Ora se si guarda il sistema statistico dei terremoti in Italia con la relativa carta del rischio , si fa presto a capire che, in attesa della potenza predittiva per il singolo evento che non è proprio dietro l’angolo, la soluzione è : imparare avivere col terremoto. Questo significa una ristrutturazione degli edifici in senso antisismico. Il terremoto del 24 non era catastrofico, la sua magnetudine essendo di 6.0 gradi sulla scala Richter – un terremoto medio – per capirci con un’energia che valeva la metà di quella sviluppata dal terremoto dell’Aquila (magnetudine 6.2, ma la scala è logaritmica). Se gli edifici fossero stati antisismici, i danni alle cose e alle persone sarebbero stati drasticamente ridotti.
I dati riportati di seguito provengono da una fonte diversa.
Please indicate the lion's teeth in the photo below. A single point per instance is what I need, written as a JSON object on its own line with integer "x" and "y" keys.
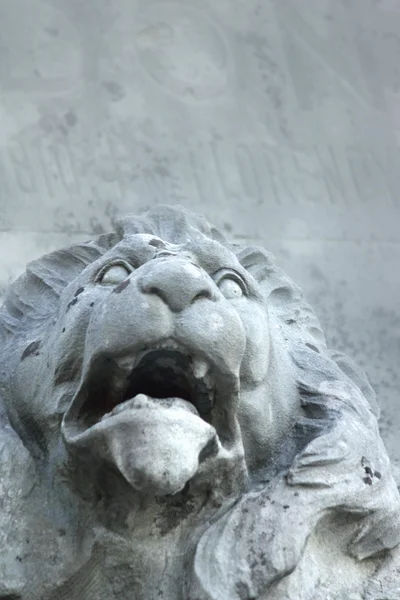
{"x": 125, "y": 363}
{"x": 200, "y": 368}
Una ristrutturazione degli edifici, prima di tutto pubblici, scuole e ospedali, in senso antisismico si impone dal Nord al Sud dello stivale, questa sarebbe, è, la grande opera urgente e necessaria. Ma c’è da dubitare che, senza un movimento di massa agito dai cittadini, questa prospettiva diventi concreta. Dopo aver seppellitto i morti, e esaurita l’ondata retorica degli italiani brava gente, gli sfollati se la caveranno come potranno, parcheggiati un po’ qua un po’ là, alla meno peggio se va male, alla bell’e meglio se va bene, e chi s’è visto s’è visto, ricominciando con alte velocità e risibili ponti sullo stretto. Insomma il cuore del problema allo stato non è scientifico – se non nel senso di rendere tutti edotti dello stato dell’arte predittiva per quanto attiene i terremoti – ma politico, una politica dei cittadini magari arrabbiati, molto arrabbiati e consapevoli che la posta in gioco è la loro stessa vita, nonché lo stato di uno dei beni primari, cioè la casa, là dove si abita, e infine l’agglomerato sociale di appartenenza, sia il pese, sia un centro storico, sia un quartiere: tutto ciò che produce comunità e cittadinanza.